What a wide swing of memories made these last two days. Saturday was marked by stumbling from sleep to write for a few hours in the dark before dawn. Then about five hours doing business, that is: class preparations, letters of recommendations, promised CD copies, etc etc, and during the while of picking up the house and doing laundry and then a little horn practice. Then hurried on a swimming suit under my clothes and headed to Kailua Beach to assist in a memorial service. There were several testimonies as to how this departed one had helped or changed a life. One of the most profound was from a son who told of how he looked into that morning into the mirror and saw his father in his face. Then saw him in his children and realized that he would always be alive in them. All of us there were transported to consider the future gatherings for our own departures from this place. I asked myself what I wanted to be said of me when I leave. My answer I’ll leave private. I have a ways to go and had better shore up my story. I have a few years left to fix what I can fix, to forgive, to learn to write, to learn to sing, to learn how to keep my heart open when it needs to be open and to protect it when it needs to be protected, to learn to laugh with abandon, to learn bravery, to be a compassionate being no matter what happens, and to always work towards justice, to inspire. I’ll imagine the end and work backwards from there and construct a story that will be food for the people as my body will be food for the earth.

Then I helped paddle one of the canoes to carry the ashes out into the ocean. It was quite cold for Honolulu, with the winds probably about 65-68 degrees. A little nerve wracking when you have to transport non-paddlers in waters being crisscrossed by wind surfers. But we paddled out and the water felt good. The spirit of this beloved one was released with flowers and tears into the seas and we returned, jumped into our clothes to warm up and headed to the departed’s mother’s house for some of the best Hawaiian food I’ve ever tasted. The squid luaau was rich and the haupia perfectly creamy.

Then we headed over Likelike Highway because we missed the turn for the Pali Highway and drove to Queen’s Medical Center to see one of my tribesmen from Broken Arrow, Oklahoma. He’s in the cardiac unit for diabetic complications. And from complications suffered from negligence from another area hospital. He married a Hawaiian woman thirty years ago and has been the heart of Indian country here on this island and in these islands. We visited for awhile until he feel asleep as I read to him. He’s lost his eyesight to diabetes, a foot and part of a leg. We all love him dearly here.

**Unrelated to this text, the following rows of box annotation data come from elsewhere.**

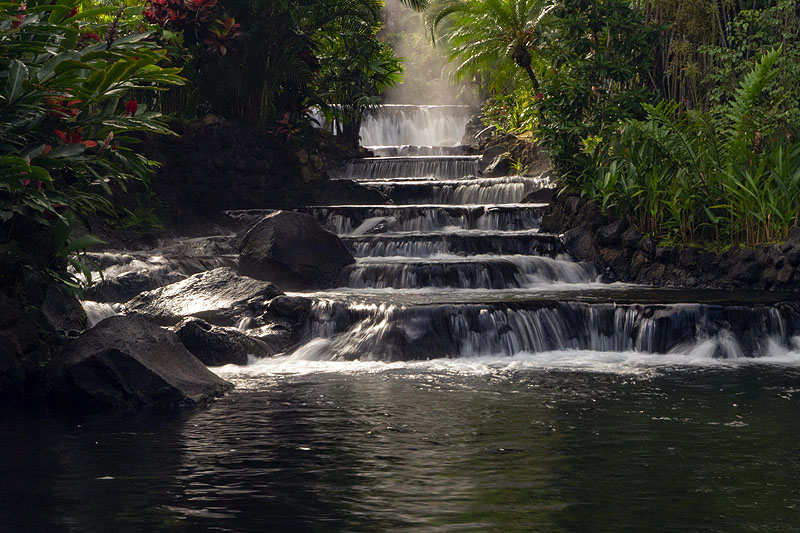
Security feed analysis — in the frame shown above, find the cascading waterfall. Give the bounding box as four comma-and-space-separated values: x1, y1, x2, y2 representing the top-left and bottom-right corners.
284, 102, 800, 364
361, 105, 475, 147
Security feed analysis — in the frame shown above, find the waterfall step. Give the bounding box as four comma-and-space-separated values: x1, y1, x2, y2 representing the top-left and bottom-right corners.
361, 104, 476, 146
342, 254, 598, 289
342, 230, 565, 257
298, 204, 547, 235
333, 155, 481, 179
295, 300, 800, 364
364, 144, 470, 157
358, 176, 550, 204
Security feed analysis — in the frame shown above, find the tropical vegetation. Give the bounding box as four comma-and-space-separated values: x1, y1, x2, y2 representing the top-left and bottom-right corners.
428, 0, 800, 248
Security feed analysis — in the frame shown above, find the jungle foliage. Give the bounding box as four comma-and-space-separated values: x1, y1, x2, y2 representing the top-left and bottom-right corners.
429, 0, 800, 247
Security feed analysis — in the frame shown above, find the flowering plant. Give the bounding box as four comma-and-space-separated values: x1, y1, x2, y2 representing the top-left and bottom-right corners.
0, 0, 183, 293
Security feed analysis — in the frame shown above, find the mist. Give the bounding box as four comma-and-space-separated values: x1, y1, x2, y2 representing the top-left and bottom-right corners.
381, 0, 478, 105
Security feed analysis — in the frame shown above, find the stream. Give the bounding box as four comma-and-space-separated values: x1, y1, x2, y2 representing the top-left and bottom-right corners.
0, 106, 800, 531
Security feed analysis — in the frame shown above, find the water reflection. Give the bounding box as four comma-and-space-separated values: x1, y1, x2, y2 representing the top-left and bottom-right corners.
0, 367, 800, 531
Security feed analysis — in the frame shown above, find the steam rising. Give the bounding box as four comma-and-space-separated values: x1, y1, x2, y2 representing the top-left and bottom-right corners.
381, 0, 478, 105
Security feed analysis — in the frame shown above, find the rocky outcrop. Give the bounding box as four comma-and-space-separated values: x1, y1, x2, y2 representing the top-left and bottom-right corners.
123, 267, 283, 326
173, 317, 279, 366
234, 211, 355, 290
47, 316, 232, 408
541, 195, 800, 291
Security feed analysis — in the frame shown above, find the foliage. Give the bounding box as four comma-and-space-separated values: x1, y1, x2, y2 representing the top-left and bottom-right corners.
428, 0, 553, 90
537, 0, 655, 176
0, 0, 182, 293
317, 27, 403, 144
481, 88, 542, 135
572, 49, 800, 247
704, 0, 800, 136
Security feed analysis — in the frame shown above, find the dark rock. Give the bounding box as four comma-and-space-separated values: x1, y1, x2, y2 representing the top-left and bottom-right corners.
786, 244, 800, 266
595, 219, 628, 246
521, 187, 555, 204
267, 295, 311, 324
48, 316, 232, 408
655, 246, 674, 263
775, 265, 794, 283
482, 152, 513, 178
234, 211, 355, 290
86, 266, 186, 303
622, 228, 642, 251
124, 267, 283, 326
564, 228, 600, 264
786, 226, 800, 246
172, 317, 275, 366
728, 258, 764, 283
478, 143, 510, 174
42, 284, 86, 333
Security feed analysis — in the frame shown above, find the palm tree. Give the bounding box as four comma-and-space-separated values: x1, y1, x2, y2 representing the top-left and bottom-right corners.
427, 0, 554, 89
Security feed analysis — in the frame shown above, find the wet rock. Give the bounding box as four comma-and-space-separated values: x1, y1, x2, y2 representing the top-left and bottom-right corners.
564, 228, 600, 264
621, 228, 642, 251
786, 245, 800, 266
47, 316, 232, 408
786, 226, 800, 246
123, 267, 283, 326
172, 317, 275, 366
482, 152, 513, 178
234, 211, 355, 290
521, 187, 555, 204
775, 265, 794, 283
595, 219, 628, 246
42, 284, 86, 334
86, 266, 186, 303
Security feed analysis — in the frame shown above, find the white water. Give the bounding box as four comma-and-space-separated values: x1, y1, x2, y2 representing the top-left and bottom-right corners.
212, 338, 800, 381
361, 105, 474, 146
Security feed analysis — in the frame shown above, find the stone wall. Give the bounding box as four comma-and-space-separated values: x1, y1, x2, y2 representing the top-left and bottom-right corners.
542, 195, 800, 291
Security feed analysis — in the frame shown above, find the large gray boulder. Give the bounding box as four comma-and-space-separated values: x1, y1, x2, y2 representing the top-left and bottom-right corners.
124, 267, 283, 326
48, 316, 232, 408
234, 211, 355, 291
173, 317, 278, 366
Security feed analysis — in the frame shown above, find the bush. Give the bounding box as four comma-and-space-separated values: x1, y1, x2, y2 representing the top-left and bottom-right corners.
0, 0, 182, 295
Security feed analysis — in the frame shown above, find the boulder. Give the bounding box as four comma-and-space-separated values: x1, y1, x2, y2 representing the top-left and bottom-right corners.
595, 218, 628, 246
47, 316, 232, 408
522, 187, 555, 204
172, 317, 276, 366
86, 265, 186, 303
239, 211, 355, 290
42, 284, 86, 334
123, 267, 283, 326
564, 228, 600, 265
481, 152, 513, 178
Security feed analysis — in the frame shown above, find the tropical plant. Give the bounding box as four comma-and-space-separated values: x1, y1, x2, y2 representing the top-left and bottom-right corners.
428, 0, 553, 89
573, 48, 800, 248
537, 0, 656, 176
0, 0, 182, 294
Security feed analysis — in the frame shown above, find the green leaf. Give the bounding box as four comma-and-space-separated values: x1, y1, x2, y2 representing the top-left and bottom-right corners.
6, 59, 28, 104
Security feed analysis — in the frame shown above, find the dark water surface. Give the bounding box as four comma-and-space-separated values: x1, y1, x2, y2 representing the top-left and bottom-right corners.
0, 360, 800, 531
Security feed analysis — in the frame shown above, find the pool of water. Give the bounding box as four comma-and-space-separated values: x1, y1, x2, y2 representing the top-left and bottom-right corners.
0, 360, 800, 531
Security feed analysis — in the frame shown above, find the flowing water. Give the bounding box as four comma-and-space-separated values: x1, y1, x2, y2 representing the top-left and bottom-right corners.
0, 106, 800, 531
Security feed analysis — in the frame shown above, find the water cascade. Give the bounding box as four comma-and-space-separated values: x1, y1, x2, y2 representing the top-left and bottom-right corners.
292, 105, 800, 363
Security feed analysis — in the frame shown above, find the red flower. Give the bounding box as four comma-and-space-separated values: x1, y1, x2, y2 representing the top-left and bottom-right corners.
125, 100, 139, 117
54, 128, 83, 144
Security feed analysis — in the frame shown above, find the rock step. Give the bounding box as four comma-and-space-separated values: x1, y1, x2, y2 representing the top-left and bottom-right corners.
297, 300, 800, 364
364, 144, 469, 157
340, 255, 598, 289
342, 230, 564, 257
334, 155, 480, 179
298, 204, 547, 235
359, 176, 550, 204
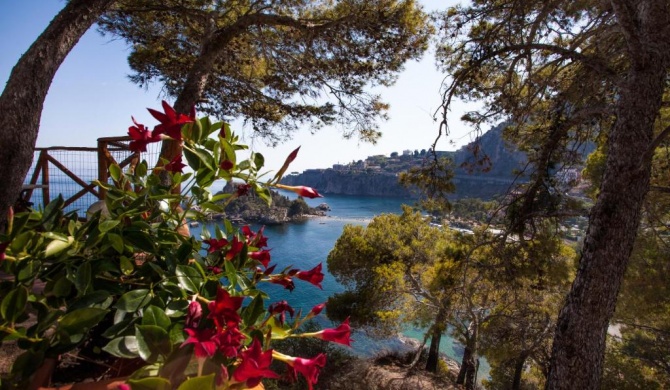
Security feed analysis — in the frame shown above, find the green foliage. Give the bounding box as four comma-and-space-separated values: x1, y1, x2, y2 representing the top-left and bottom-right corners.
99, 0, 432, 142
328, 207, 451, 336
288, 197, 310, 217
0, 105, 342, 389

And then home. Shower, and out.

This morning reluctantly forced myself into the cold dark before dawn to finish packing, printing documents so I could leave for a Sunday morning paddle. Yes, it gets cold in Hawaii. Finished packing so I could leave for paddling at 7AM—instead, spent the three hours doing business and completing paperwork. Then to the airport to check in for standby, then to Sam Choy’s for their breakfast buffet, then back to the airport where I was frisked like a criminal because I was traveling standby. Disconcerting to have my private stuff opened and displayed on their metal tables. I knew there was a reason I didn’t take my eagle feather. I usually do. It would have been confiscated. That wise voice told me to leave it. Sometimes I argue (still). This time I listened. Then I prepared for classes on a relatively calm flight to LAX. Instead of my usual trusty car rental place I tried a car company called Advantage, or known to me now as, the Hell Car Rental. The pickup from the curb took over half an hour, then because there were only two agents there was a long queue of impatient travelers who’d also been waiting forever. I plenty of time to go online to check on the Nammy winners as I’d heard nothing. So, in that dingy office in a choked queue I discovered that though I had three nominations I won nothing. Nothing. Nothing. The Poetic Justice album, Letter from the End of the Twentieth Century was nominated for eight awards in the first Nammy award run. We got none. Now my second album, Native Joy for Real. None.

Those who voted, thanks for voting. If it were just based on votes I think I would have had a chance.

So, that’s where it is. I made the drive into West Hollywood. Safely through the dark of the end of a day. Will lay it all down. Turn it over. And keep on trying.

Signing off. Wait, before I sign off. Just found out that the first Hawaiian Grammy was given to the only non-Hawaiian nominated. So it goes. Justice feels like a stranger.

Signing off. Good night. Sleep tight.